On the Security Analysis of a Cooperative Incremental Relaying Protocol in the Presence of an Active Eavesdropper

TL;DR

This paper analyzes the physical-layer security of a cooperative wireless network with active eavesdroppers using artificial noise, proposing relay selection schemes to enhance secrecy capacity and demonstrating their effectiveness through analytical and simulation results.

Contribution

It introduces a decode-and-forward incremental relaying protocol with relay selection schemes tailored for active eavesdroppers transmitting artificial noise, providing exact closed-form expressions for security metrics.

Findings

Proposed IR-based relay selection schemes outperform existing methods.

Artificial noise creates a secrecy outage floor without relay assistance.

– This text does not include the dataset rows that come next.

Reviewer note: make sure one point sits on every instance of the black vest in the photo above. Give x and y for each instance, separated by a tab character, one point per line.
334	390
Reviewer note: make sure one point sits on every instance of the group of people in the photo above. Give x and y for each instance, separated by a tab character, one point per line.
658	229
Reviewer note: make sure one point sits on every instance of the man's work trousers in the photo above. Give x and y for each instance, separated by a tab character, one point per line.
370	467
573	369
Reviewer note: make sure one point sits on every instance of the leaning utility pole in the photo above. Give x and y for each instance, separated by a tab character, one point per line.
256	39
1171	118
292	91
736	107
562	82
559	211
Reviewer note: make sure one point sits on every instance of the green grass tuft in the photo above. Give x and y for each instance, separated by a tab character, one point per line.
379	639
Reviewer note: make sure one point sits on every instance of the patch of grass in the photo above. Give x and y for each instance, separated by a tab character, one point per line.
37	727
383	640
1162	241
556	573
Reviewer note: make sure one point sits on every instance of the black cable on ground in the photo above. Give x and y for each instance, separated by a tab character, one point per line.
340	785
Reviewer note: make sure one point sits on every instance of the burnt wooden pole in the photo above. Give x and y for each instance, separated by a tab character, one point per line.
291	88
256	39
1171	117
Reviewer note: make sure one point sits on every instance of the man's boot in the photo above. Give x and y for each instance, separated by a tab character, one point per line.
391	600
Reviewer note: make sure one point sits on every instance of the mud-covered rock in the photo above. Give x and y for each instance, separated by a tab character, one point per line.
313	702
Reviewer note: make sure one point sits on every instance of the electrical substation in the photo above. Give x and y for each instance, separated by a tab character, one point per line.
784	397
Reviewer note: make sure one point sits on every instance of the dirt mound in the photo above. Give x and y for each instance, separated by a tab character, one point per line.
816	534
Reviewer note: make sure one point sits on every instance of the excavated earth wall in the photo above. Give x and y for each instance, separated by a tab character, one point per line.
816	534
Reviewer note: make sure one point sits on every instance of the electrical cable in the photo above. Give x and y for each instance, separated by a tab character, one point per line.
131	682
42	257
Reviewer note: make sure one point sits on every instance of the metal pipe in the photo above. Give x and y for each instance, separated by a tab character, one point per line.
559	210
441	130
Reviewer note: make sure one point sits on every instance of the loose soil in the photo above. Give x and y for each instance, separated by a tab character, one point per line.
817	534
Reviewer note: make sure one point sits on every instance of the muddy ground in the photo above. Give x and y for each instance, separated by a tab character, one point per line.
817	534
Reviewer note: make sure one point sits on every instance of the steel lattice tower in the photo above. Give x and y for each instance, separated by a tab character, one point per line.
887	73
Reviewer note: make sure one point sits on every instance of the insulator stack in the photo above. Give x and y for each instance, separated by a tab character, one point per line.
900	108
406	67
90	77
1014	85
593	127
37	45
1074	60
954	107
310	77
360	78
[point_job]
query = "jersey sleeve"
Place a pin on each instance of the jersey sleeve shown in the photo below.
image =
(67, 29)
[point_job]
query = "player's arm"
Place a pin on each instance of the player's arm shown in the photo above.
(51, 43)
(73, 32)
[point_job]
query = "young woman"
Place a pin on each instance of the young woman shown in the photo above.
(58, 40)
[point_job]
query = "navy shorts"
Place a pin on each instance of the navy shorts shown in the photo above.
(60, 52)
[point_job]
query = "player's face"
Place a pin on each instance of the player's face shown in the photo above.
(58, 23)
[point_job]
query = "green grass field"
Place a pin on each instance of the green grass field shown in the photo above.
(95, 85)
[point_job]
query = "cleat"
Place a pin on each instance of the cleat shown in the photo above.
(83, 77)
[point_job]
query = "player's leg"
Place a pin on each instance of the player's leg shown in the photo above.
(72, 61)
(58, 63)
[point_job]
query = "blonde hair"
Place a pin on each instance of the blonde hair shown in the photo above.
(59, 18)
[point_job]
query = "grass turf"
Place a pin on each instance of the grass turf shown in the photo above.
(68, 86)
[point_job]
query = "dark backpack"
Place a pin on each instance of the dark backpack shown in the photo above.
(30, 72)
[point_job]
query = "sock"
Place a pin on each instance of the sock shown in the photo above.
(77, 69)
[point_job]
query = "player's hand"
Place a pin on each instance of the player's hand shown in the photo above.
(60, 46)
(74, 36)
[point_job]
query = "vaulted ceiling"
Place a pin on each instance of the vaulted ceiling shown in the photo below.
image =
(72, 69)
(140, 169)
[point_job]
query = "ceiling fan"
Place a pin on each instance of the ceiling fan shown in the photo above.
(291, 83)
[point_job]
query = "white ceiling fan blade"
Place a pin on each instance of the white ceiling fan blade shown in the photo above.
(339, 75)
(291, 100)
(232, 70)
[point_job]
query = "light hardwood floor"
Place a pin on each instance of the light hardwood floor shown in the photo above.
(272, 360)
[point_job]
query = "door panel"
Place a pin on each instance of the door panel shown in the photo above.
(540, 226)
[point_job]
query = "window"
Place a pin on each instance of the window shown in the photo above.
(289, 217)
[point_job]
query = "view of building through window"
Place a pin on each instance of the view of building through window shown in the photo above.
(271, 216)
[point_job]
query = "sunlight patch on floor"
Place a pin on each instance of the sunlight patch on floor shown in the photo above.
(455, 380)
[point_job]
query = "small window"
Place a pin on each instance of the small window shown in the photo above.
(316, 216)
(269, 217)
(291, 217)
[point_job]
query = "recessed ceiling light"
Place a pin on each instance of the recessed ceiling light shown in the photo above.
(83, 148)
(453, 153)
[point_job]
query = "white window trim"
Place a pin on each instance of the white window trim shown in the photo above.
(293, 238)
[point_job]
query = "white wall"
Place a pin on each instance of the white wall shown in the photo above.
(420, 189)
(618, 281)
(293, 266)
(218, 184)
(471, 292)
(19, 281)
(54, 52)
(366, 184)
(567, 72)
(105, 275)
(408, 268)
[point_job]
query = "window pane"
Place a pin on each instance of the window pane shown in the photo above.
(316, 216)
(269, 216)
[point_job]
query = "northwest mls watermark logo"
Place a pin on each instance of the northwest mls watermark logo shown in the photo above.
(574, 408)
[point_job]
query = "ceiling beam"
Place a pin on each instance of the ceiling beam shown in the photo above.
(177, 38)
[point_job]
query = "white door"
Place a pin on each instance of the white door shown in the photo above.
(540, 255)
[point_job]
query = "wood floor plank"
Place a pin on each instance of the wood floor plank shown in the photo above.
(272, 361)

Analytical expressions accurately predict the schemes' performance.

Abstract

Physical layer security offers an efficient means to decrease the risk of confidential information leakage through wiretap links. In this paper, we address the physical-layer security in a cooperative wireless subnetwork that includes a source-destination pair and multiple relays, exchanging information in the presence of a malevolent eavesdropper. Specifically, the eavesdropper is active in the network and transmits artificial noise (AN) with a multiple-antenna transmitter to confound both the relays and the destination. We first analyse the secrecy capacity of the direct source-to-destination transmission in terms of intercept probability (IP) and secrecy outage probability (SOP). A decode-and-forward incremental relaying (IR) protocol is then introduced to improve reliability and security of communications in the presence of the active eavesdropper. Within this context, and depending on the availability of channel state information, three different schemes (one optimal and two sub-optimal) are proposed to select a trusted relay to improve the achievable secrecy rate. For each one of these schemes, and for both selection and maximum ratio combining at the destination and eavesdropper, we derive new and exact closed-form expressions for the IP and SOP. Our analysis and simulation results demonstrate the superior performance of the proposed IR-based selection schemes for secure communication. They also confirm the existence of a floor phenomenon for the SOP in the absence of AN.